Assessment of reporting biases

We planned to screen for publication bias in our review using a funnel plot if there were more than 10 studies included in the analysis. If publication bias was implied by a significant asymmetry of the funnel plot, we would have included a statement in our results with a corresponding note of caution in our discussion. We did not generate any funnel plot in this review as there were fewer than 10 studies included in the analysis across all the comparisons and outcomes.

Data synthesis

We used Review Manager software to perform meta‐analysis of the included studies (RevMan 2014). We used a fixed‐effect model for most of our analyses, as there was no substantial clinical and statistical heterogeneity. For the outcomes with substantial clinical and statistical heterogeneity that was not satisfactorily explained or reduced by subgroup analyses, we used a random‐effects model that took into account between‐study variability within the analysis and lessened the possibility of spurious inferences of significance compared to the fixed‐effect model. We used the Mantel‐Haenszel method to analyse all the dichotomous outcomes, as we anticipated relatively frequent events for most of our outcomes. For continuous outcomes, we employed the inverse variance methods using the effect measure of mean differences. In our assessment of the effects of missing data, we compared our adjusted analysis using the best‐ and worst‐case scenarios to the completer analysis as reported by the study authors.

When there were more than two arms evaluated in a study, for example, aqueous chlorhexidine versus alcoholic chlorhexidine versus aqueous povidone‐iodine, we set up separate pairwise comparisons as subgroups under the major comparison of chlorhexidine versus povidone‐iodine, as follows: aqueous chlorhexidine versus aqueous povidone‐iodine; and alcoholic chlorhexidine versus aqueous povidone‐iodine.

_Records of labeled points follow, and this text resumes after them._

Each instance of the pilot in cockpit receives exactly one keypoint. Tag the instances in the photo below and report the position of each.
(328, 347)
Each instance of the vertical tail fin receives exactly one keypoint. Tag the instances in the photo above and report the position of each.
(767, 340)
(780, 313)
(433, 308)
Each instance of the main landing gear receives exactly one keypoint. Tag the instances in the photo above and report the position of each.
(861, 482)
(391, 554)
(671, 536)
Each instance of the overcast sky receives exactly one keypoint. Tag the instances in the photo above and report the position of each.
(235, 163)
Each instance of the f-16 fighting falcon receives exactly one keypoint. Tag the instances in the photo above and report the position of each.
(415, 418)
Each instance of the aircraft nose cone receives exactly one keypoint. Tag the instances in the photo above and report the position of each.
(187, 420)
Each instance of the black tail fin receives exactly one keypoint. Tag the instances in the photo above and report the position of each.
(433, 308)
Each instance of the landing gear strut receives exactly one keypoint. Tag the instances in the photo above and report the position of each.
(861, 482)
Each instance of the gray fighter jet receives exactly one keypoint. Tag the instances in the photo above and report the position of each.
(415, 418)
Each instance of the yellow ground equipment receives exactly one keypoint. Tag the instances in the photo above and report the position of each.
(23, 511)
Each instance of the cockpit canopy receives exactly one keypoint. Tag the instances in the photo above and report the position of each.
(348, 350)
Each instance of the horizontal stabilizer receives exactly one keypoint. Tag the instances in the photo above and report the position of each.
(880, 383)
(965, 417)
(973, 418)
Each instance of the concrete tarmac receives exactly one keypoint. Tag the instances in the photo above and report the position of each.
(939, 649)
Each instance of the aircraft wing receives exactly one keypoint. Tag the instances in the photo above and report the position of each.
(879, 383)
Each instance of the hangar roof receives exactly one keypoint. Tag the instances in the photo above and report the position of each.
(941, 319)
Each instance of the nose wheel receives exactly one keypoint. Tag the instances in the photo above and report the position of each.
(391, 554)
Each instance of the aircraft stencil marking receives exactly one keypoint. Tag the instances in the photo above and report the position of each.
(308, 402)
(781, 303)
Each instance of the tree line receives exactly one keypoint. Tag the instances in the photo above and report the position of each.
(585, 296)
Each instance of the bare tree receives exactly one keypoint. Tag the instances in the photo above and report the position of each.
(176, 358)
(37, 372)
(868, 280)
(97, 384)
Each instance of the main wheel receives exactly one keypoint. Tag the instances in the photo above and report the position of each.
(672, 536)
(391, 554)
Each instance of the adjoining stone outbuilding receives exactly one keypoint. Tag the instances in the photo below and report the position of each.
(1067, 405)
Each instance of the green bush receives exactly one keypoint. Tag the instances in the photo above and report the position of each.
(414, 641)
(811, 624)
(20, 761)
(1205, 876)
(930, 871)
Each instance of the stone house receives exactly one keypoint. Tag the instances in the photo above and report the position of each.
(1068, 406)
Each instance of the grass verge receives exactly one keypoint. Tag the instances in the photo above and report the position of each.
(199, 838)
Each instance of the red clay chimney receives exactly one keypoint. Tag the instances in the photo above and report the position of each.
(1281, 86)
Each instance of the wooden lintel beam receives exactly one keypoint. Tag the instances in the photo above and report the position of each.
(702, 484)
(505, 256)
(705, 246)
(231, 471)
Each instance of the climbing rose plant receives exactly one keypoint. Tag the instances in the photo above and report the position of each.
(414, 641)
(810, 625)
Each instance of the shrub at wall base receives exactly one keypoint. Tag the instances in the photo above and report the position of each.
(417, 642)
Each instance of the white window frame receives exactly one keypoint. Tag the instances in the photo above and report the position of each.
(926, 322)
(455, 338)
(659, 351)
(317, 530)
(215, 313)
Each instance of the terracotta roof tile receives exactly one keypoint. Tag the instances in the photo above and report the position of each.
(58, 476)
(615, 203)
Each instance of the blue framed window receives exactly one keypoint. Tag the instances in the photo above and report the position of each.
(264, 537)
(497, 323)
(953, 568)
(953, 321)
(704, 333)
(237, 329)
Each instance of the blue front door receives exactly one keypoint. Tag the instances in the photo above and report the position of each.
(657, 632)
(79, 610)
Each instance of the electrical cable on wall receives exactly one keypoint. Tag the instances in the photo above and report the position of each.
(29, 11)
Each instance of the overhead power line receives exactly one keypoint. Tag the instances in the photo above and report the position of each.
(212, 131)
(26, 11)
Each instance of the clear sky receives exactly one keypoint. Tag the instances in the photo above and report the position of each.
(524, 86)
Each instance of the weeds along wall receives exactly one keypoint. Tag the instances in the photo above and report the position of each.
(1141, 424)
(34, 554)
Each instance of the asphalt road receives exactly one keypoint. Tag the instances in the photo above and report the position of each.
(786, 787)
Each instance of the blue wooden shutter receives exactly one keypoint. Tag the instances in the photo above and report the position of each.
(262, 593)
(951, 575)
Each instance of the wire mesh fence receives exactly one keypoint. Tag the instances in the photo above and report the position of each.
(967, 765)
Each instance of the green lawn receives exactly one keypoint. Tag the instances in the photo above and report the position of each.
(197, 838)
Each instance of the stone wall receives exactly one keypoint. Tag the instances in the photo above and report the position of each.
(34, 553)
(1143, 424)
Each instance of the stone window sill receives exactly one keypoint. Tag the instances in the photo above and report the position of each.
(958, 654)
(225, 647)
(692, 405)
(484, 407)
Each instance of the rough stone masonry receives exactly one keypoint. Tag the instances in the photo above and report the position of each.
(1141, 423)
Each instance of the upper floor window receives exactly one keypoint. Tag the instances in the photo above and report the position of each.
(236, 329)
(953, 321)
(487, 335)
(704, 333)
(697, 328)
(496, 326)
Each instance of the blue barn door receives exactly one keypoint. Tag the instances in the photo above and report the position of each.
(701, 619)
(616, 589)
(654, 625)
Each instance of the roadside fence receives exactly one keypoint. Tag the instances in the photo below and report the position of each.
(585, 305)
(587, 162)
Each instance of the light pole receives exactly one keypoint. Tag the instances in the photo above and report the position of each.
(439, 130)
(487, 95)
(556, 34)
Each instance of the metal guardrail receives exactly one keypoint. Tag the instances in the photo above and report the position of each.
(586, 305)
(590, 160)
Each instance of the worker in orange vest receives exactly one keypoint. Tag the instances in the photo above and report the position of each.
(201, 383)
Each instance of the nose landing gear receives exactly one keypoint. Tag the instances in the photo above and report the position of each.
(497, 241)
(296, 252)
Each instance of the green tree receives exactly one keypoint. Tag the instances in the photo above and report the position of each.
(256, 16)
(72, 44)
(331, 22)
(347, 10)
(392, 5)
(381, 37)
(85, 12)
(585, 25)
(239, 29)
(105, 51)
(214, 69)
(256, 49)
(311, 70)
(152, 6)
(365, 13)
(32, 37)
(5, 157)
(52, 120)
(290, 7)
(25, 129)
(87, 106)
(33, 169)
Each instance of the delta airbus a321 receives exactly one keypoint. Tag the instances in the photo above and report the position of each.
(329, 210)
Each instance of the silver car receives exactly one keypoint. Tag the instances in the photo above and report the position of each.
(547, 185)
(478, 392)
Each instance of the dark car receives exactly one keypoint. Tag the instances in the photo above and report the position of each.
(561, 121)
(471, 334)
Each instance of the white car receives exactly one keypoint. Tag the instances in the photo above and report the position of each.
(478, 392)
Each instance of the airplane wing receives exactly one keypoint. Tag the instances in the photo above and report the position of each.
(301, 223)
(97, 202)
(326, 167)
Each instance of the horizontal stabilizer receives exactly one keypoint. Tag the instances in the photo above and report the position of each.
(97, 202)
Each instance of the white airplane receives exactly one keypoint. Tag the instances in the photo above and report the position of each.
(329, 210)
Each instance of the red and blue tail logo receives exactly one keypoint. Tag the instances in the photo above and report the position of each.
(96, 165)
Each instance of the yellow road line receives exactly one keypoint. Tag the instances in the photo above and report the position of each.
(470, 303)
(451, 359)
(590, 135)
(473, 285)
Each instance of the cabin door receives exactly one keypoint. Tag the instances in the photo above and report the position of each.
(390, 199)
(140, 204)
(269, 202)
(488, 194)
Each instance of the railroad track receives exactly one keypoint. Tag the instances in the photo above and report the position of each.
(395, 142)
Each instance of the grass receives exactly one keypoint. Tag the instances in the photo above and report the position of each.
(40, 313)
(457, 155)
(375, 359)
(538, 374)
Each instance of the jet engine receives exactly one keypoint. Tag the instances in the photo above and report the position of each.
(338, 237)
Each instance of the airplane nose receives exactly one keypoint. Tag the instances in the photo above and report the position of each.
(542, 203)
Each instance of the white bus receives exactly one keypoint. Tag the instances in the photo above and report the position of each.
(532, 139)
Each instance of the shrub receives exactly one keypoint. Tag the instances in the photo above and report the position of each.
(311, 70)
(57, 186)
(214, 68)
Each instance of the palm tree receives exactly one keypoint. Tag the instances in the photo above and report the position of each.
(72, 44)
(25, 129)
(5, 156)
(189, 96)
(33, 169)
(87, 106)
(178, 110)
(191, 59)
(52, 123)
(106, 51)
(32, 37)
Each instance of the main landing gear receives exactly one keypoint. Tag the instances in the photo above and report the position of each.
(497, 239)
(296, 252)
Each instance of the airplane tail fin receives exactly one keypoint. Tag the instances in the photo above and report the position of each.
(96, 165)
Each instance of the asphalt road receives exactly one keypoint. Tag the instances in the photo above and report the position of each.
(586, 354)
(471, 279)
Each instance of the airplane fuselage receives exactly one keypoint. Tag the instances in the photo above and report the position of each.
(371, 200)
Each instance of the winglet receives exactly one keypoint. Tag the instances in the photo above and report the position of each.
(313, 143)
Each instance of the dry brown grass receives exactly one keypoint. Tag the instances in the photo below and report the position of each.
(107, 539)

In so doing, we halved the total number of participants and events in the povidone‐iodine group to avoid double‐counting.

Had we identified studies that assessed cost‐effectiveness, we planned to provide only a narrative review of their findings and not directly compare costs in studies using different units of measurement, due to the complexity of analysing cost‐effectiveness if different price‐years were used.

Subgroup analysis and investigation of heterogeneity

In this review, we created subgroups of comparisons based on the solution used, for example, a subgroup for chlorhexidine in aqueous solution versus povidone iodine in aqueous solution, and another subgroup for chlorhexidine in alcohol versus povidone‐iodine in aqueous solution.

Had data been available, we would have carried out the following subgroup analyses:

1. Short term CVCs (less than 10 days) versus longer term CVCs (10 days or more)

2. CVCs with antimicrobial modifications (antimicrobial impregnation, cuffs, hubs) versus CVCs with no antimicrobial modifications

3. Studies undertaken in paediatric patients versus adult patients

4. Studies undertaken in different patient populations with different levels of care (intensive care patients, oncology patients, renal patients and patients in general medical or surgical wards)

5. Studies undertaken with co‐interventions (e.g. sepsis prevention bundle) versus studies done without co‐interventions

6. Studies that used rigorous criteria (e.g. as outlined in Pagani 2008) for determining catheter‐related infections versus studies that used more liberal criteria.

Sensitivity analysis

We performed the following sensitivity analyses.

1. Best‐ and worst‐case scenarios to assess the impact of missing data, as described in the section 'Dealing with missing data'.

2. Including and excluding studies with unclear and high risks of selection bias, namely, studies with unclear or high risk for random sequence generation, allocation concealment or both.

Had sufficient data been available, we would have performed additional sensitivity analyses to include and exclude studies with methodological issues other than selection bias, such as a lack of blinding to the participants, caregivers or investigators, or where blinding was unclear.